Arlington Cemetery Remains Identified by Picture in Urn

When Rachel Stecher’s father saw the newspaper at 7:30 Friday morning at his Ashburn home, he called out to his wife: “Wow! Rachel’s on the front page!”

Kate Stecher thought maybe it was an article about the Air Force Academy, where Rachel is in her second year. Then he showed her the photo, and she was dumbfounded.

Rachel Stecher, according to her family, is the young girl in the mysterious photograph and the answer to the puzzle Army special agents had been trying to solve for months.

The photo of her as a young figure skater was found in an urn that had been unearthed at Arlington National Cemetery and later found in a mass grave. The special agents assigned to the case had been trying to determine whose remains the urn contained.

Their only lead was the photograph of the skater, which was published Friday on the front page of The Washington Post, along with an Army phone number for those with information to call.
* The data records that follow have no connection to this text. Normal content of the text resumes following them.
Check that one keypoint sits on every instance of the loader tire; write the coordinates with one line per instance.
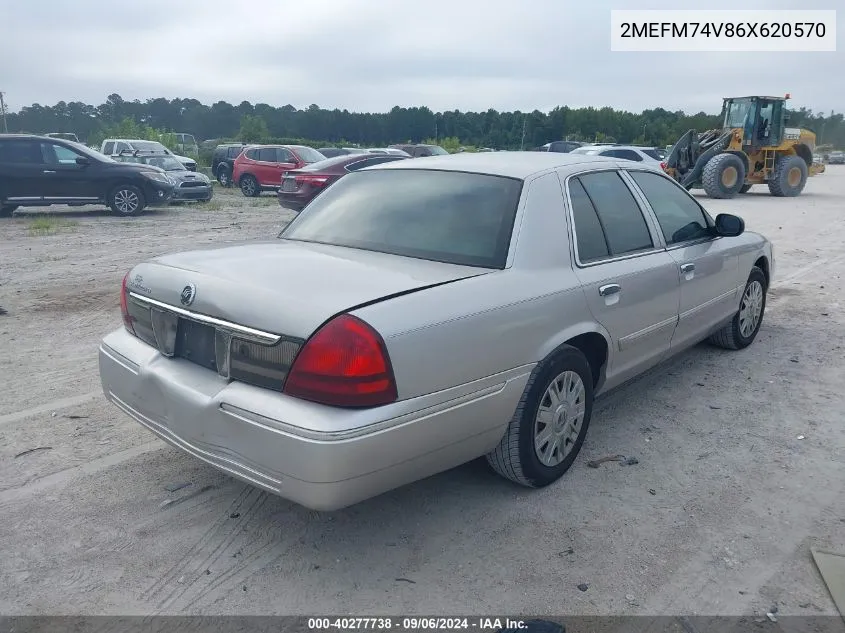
(788, 177)
(723, 176)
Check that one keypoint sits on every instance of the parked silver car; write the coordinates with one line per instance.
(420, 314)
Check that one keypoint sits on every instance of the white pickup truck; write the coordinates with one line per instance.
(114, 147)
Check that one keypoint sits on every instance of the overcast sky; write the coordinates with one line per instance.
(369, 55)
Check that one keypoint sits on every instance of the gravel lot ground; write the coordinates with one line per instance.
(741, 462)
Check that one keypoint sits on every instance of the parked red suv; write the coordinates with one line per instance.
(260, 167)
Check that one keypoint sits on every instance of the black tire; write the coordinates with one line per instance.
(224, 175)
(788, 177)
(126, 200)
(515, 457)
(723, 176)
(249, 186)
(731, 336)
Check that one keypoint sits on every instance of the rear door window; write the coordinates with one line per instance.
(680, 217)
(589, 235)
(23, 152)
(284, 155)
(624, 224)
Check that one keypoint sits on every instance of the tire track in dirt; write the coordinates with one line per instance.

In an interview Friday, Kate Stecher said Rachel’s grandmother’s ashes were in the urn. Rachel, now 19, was close to her grandmother, which is why the family put the photograph in the urn, she said.
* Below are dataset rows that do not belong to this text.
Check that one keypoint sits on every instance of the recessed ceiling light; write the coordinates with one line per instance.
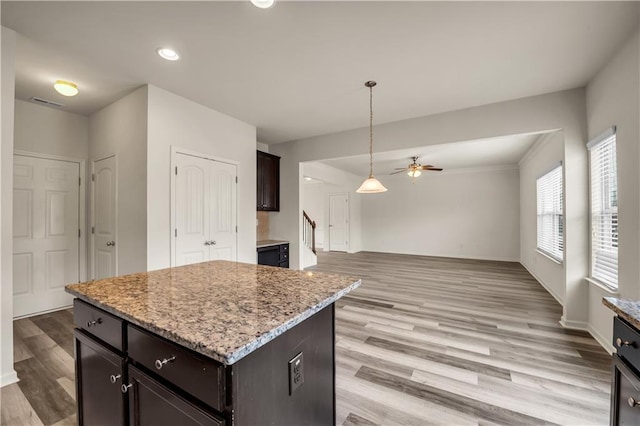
(263, 4)
(168, 54)
(66, 88)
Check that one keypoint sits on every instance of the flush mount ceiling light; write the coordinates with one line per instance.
(66, 88)
(168, 54)
(371, 185)
(263, 4)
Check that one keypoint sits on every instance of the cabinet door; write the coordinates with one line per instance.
(625, 394)
(153, 404)
(99, 374)
(268, 185)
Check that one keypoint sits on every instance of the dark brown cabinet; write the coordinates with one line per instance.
(100, 400)
(625, 386)
(268, 182)
(153, 404)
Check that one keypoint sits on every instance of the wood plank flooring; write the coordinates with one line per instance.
(429, 340)
(423, 341)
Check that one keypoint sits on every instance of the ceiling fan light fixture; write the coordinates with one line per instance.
(66, 88)
(371, 185)
(263, 4)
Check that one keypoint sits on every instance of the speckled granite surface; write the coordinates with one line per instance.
(224, 310)
(627, 309)
(267, 243)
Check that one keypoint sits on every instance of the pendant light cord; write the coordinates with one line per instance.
(370, 131)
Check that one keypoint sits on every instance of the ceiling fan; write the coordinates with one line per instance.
(415, 169)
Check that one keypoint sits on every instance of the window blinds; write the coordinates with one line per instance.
(550, 220)
(604, 209)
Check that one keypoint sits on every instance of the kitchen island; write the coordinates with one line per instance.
(215, 343)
Christopher Grey, a spokesman for the Army Criminal Investigation Division, said Friday that investigators are confident that they have identified the girl in the photograph and are working with cemetery officials to positively identify the remains. Citing policy on privacy, he would not release the name of the person they believe the remains belong to or the name of the person in the photograph.
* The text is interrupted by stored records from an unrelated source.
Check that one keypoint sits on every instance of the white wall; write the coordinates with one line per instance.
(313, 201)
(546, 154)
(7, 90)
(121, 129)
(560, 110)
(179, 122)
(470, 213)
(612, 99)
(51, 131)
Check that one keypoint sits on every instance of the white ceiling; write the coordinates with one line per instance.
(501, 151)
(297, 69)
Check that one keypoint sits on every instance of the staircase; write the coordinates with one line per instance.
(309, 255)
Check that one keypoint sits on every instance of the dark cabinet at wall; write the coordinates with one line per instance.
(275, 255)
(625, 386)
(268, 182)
But according to the family, the ashes in the urn belong to Gwyn Stecher, who died in August 2001 and was buried at Arlington. Her husband, Adolph Stecher, a retired Army chief warrant officer, died in 2003.

At Arlington, spouses are buried in the same graves. Urns are typically buried three feet deep and coffins at seven feet. Generally, if an urn is already in the plot, crews carefully remove it, then dig the deeper hole for the coffin. The urn is reburied at three feet, over the coffin. Since new leadership took over at Arlington, urns have been encased in concrete liners, which prevents them from being dug up unintentionally.

But in 2005, the urn with the photograph was found in a pile of excess dirt at Arlington by a contractor working there. In October, as investigators continued to probe burial problems at Arlington, they discovered that a grave where only one person was supposed to be buried instead held eight sets of cremated remains — including the urn with the photograph.

Army special agents were able to positively identify three sets of the remains. They were unable to identify four others, which were reburied as “Unknown.” And, until Friday, they were trying to find out who the mysterious figure skater was, hoping that would lead them to the identity of the last set of remains.

A criminal probe of Arlington continues. In addition to possible contracting fraud, investigators are looking into whether there was any criminal activity associated with the widespread burial problems, which included several incidents of urns being unearthed. Congress has also passed legislation requiring the cemetery to fully account for each of its 320,000 graves.

Kate Stecher said family members have no ill will toward cemetery workers, saying they believed that it was “just human error.”

Rachel Stecher was inspired to join the military by her grandfather, who had served in the Army for more than 30 years and was a veteran of World War II and Korea. And when she visited the Air Force Academy, near Colorado Springs, one summer during high school, she fell in love with the place.

Her mother recalled her saying: “I don’t want to go back. I just want to stay.”

Kate Stecher said her daughter, a graduate of Briar Woods High School in Loudoun County, became seriously interested in the military when she saw a Navy SEAL training exercise in Virginia Beach.

As a young child, Rachel was something of a figure skating prodigy, winning all sorts of competitions and training daily with her coach, Andrey Kryukov.

She was so dedicated, Kryukov said, that when he moved from Woodbridge to Ashburn, the family also moved so he could continue to train her.

“She was a very quick learner, very competitive,” he said. “If she had a goal, she always worked to reach it. She was an A student in school — B was not considered satisfactory.”

Kate Stecher said that her daughter is intensely private, was embarrassed by the attention and did not want to speak publicly.

But Kate Stecher remembers the day the photograph was taken. It was at the South Atlantic Regional Competition near Philadelphia, she said, and her daughter was 10. Her program was two minutes long, and it was set to George Gershwin’s “Rhapsody in Blue.”

“She won that event,” Kate Stecher said. “That’s why I put that photograph in the urn.”

The family was grateful that Gwyn Stecher’s remains can now be reburied in the right spot.

“We’re happy that she’s going to be back where she belongs,” Kate Stecher said. “It’s a shame that this happened.”